Жеребец взвился на дыбы, и я с ужасом осознал, что сползаю по нему назад. Мышцы от перенапряжения свела судорога. Но нельзя было пасть, иначе он растоптал бы меня. В последнем усилии мне удалось подтянуться, цепляясь коленями за рельефные мышцы на лошадиных лопатках, и ухватить его за чёлку, да так, что конь заржал от боли.

— Гляньте, ромалэ! — крикнул кто-то из детей. — Как в гриву ему вцепился! Так верно Каин Авеля за вихры схватил. Ты видишь, Камия, видишь?

Что было дальше плохо помню. Я уже не чувствовал ни усталости, ни боли. Кажется, он ещё немного по брыкался подо мной. Когда же конь наконец затих в замешательстве из-за собственного поражения, и цыгане подошли помочь мне спешиться, я упал им на руки без сил.

Взмыленного жеребца взнуздали и увели, а я остался лежать на земле, глядя в небо. Грудь моя быстро подымалась и опускалась. Никогда до того не вдыхал я с таким наслаждением воздух, никогда не чувствовал себя настолько живым.
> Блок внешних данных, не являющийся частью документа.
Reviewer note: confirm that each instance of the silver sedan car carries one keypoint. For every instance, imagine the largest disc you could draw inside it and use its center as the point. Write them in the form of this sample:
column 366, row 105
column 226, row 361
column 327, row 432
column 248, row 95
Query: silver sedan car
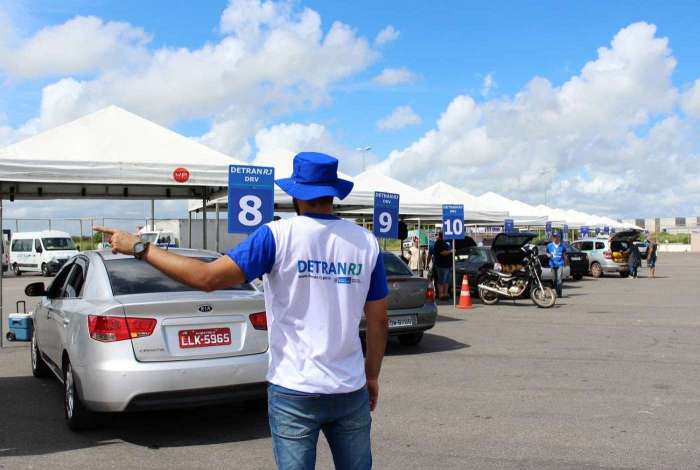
column 122, row 336
column 411, row 303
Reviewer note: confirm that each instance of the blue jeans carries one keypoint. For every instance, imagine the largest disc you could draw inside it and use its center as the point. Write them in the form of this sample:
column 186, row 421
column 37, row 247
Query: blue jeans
column 296, row 419
column 557, row 278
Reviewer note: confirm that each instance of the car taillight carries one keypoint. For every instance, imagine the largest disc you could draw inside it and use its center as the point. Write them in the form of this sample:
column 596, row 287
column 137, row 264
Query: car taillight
column 259, row 320
column 430, row 294
column 108, row 329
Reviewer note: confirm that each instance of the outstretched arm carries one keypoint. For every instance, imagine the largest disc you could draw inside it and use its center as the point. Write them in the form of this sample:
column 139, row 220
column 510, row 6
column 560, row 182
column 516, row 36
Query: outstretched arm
column 223, row 272
column 377, row 331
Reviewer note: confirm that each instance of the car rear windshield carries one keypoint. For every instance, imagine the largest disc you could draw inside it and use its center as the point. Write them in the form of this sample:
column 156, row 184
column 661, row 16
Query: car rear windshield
column 131, row 276
column 58, row 243
column 393, row 266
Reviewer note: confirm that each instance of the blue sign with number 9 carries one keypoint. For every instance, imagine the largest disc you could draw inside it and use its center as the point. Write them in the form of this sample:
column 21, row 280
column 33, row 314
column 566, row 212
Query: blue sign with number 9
column 251, row 197
column 386, row 215
column 452, row 221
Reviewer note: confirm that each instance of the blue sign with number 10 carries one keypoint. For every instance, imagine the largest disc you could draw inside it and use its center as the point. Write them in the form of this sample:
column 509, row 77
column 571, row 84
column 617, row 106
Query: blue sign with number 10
column 251, row 197
column 452, row 221
column 386, row 215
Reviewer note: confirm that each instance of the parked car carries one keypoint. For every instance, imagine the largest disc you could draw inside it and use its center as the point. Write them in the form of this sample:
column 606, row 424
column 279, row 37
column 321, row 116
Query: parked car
column 472, row 261
column 411, row 300
column 578, row 262
column 122, row 336
column 43, row 252
column 608, row 255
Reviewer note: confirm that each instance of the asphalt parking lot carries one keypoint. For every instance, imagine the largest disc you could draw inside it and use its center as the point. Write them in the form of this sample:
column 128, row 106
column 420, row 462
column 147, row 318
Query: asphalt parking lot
column 608, row 379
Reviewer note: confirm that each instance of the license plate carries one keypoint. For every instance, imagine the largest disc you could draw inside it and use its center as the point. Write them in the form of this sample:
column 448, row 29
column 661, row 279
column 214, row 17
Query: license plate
column 204, row 338
column 402, row 322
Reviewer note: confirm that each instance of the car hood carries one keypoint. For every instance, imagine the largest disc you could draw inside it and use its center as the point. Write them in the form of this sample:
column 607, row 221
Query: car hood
column 462, row 245
column 626, row 235
column 507, row 247
column 512, row 240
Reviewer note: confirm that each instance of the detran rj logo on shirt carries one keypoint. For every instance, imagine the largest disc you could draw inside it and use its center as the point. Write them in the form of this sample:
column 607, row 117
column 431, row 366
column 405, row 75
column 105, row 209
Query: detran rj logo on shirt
column 340, row 272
Вдруг бирюзовую синеву заслонила чья-то голова с ворохом спутанных волос. То Камия наклонился надо мной, протягивая руку. Я схватился за неё и поднялся. Какое-то время мы стояли и молча глядели друг на друга. Лицо Камии хранило непроницаемое выражение. Он оценивал меня, словно впервые видел. А потом сказал так, чтобы все слышали:

— Ну что, Каин, позовёшь меня в поле?

Цыгане засмеялись. Эта с детским пафосом брошенная мне в лицо фраза неумолимо стала моим тавром. Отныне мальчишки величали меня не иначе как Каином, отчего-то всем скопом решив, что имя первого убийцы как нельзя лучше отражает мою отчаянную натуру. Возможно, последующие события подтвердили моё право на это прозвище. От того оно так въелось мне под кожу. Убил ли бы я своего брата? У меня его не было. Но я убил себя. И не единожды.
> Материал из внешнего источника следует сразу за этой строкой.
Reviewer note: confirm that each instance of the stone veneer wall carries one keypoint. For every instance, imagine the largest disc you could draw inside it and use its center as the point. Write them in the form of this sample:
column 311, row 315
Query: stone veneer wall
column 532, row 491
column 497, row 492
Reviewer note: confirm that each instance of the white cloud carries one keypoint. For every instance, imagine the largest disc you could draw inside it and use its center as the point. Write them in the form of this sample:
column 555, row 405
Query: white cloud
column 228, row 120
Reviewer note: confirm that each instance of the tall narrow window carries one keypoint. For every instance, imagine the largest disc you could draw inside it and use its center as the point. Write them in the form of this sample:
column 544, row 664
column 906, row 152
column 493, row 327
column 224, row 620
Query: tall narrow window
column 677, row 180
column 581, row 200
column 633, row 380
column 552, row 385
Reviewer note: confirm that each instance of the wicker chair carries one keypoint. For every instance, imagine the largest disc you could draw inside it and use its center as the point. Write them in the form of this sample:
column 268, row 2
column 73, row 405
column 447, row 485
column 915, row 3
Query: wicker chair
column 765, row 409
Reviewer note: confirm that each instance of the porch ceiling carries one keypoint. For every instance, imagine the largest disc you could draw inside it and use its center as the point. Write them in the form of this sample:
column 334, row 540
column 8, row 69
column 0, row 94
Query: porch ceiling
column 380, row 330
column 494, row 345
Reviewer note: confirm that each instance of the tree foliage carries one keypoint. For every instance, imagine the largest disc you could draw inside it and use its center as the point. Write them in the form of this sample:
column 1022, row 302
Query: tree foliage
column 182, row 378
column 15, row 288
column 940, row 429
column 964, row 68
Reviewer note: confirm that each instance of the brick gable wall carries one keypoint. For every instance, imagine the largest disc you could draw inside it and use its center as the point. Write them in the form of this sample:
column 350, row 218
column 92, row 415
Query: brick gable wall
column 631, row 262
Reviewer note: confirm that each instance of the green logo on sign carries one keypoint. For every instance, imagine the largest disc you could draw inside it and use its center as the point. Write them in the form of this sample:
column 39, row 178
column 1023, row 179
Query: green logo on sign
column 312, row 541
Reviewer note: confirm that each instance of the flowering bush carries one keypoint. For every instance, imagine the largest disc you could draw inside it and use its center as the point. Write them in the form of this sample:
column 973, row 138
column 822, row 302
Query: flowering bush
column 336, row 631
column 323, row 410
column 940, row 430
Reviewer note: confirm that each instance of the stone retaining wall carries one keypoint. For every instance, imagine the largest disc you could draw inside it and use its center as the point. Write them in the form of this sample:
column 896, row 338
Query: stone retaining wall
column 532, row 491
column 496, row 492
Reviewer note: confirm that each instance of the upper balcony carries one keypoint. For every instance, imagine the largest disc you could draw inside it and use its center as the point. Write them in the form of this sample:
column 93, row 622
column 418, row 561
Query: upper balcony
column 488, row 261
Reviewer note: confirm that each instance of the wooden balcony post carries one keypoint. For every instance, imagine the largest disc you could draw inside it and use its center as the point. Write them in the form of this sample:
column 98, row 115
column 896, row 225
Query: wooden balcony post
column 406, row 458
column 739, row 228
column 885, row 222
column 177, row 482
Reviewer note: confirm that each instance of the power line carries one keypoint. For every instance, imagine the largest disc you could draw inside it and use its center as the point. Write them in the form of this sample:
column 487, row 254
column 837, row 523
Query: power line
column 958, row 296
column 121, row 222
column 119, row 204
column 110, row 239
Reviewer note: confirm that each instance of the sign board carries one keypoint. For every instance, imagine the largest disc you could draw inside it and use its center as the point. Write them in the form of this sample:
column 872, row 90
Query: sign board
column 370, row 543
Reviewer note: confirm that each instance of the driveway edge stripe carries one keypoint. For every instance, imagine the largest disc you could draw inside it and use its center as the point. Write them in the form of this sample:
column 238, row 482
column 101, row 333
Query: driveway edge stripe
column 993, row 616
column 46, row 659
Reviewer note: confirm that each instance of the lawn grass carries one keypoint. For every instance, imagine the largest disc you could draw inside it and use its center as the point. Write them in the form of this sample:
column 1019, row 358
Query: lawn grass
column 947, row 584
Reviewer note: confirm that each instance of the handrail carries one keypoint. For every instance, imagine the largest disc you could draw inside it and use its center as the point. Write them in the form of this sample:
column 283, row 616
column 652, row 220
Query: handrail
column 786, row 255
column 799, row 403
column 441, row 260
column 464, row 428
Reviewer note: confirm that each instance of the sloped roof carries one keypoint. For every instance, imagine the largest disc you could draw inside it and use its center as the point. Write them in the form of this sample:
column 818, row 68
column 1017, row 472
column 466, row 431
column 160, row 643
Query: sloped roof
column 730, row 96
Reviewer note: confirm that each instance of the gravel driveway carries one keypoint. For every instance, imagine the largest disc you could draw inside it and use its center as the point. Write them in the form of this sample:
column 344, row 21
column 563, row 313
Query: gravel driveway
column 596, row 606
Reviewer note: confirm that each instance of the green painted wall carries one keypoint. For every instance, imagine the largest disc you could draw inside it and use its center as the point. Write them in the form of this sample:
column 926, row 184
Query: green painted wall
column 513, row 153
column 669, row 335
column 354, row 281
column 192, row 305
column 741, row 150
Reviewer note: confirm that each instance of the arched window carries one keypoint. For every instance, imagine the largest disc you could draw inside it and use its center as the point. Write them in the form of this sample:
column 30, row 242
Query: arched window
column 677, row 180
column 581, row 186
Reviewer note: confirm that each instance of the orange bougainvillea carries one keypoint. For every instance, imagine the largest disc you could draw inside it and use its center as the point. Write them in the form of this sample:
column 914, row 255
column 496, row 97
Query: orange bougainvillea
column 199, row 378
Но это всё потом. Тогда же я, едва отдышавшись, живо обернулся на знакомое ржание. Коня уводили, и потная почти караковая шерсть его на солнце переливалась вишнёвым. А он, гордый видно, даже теперь не желал до конца смириться и головой так мотнул, что поводья из рук вырвал, но цыгане его быстро усмирили. Усталый был уже, намаялся. И так сердце у меня в груди сжалось. Не было времени с ним в глаза налюбоваться, рукою огладить. «А ведь какое диво, — подумал я со вздохом, — какая роскошь. Как на солнце лоснится.»

— Ишь, зверюга. — раздался рядом со мной мальчишеский голос уже не Камии, а Пашко.
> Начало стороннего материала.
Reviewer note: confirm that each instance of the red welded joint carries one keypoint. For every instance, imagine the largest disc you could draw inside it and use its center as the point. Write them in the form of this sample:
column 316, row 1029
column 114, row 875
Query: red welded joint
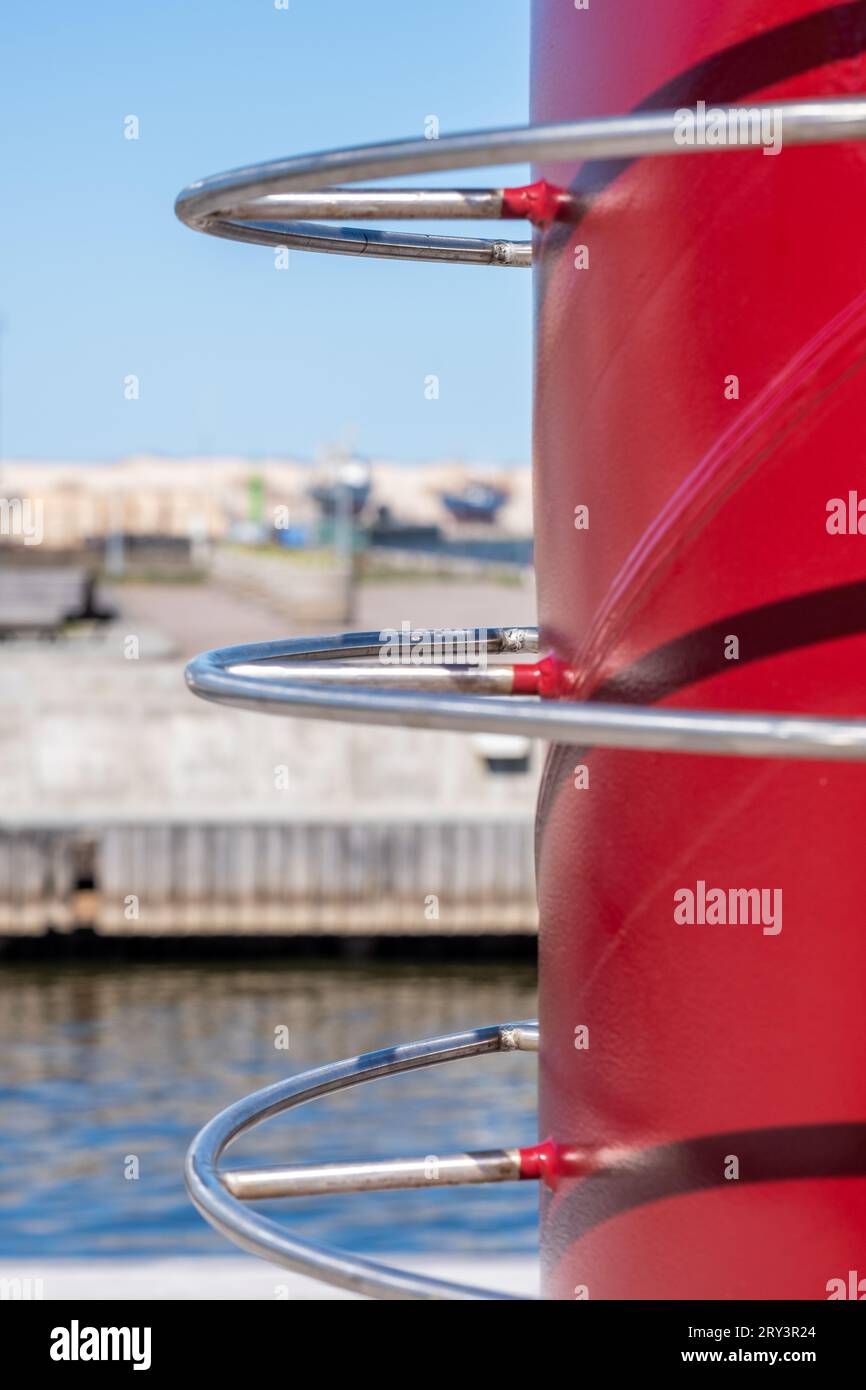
column 551, row 679
column 549, row 1162
column 541, row 203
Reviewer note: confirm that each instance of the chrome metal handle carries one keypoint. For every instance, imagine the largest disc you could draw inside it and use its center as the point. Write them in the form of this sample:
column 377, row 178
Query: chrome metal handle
column 292, row 677
column 220, row 1194
column 259, row 203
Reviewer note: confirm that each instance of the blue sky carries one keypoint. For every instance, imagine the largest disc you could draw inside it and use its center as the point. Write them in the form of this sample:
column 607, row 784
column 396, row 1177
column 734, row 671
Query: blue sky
column 99, row 281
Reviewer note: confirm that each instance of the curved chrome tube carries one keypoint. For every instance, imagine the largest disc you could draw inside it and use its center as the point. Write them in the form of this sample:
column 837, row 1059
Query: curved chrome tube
column 288, row 679
column 259, row 203
column 213, row 1190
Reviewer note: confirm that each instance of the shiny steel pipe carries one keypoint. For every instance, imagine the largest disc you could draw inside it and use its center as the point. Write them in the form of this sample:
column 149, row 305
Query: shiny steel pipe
column 253, row 205
column 282, row 679
column 385, row 1175
column 209, row 1187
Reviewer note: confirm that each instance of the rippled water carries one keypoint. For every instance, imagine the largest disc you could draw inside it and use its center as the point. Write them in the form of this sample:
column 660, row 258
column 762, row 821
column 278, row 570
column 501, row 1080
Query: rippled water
column 102, row 1062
Когда я не ответил, он тронул меня за плечо.

— Эй, ты чего?

— Мне жаль его. — отозвался я. — Продадут, да запрягут в повозку какого-нибудь пана или в разведение пустят. А на таком коне только бы из рая в ад умчаться.

— Так в чём беда? Попроси барина, он тебе его выкупит.

Я покачал головой.

— Нет. Я ни о чём его не попрошу. Никогда.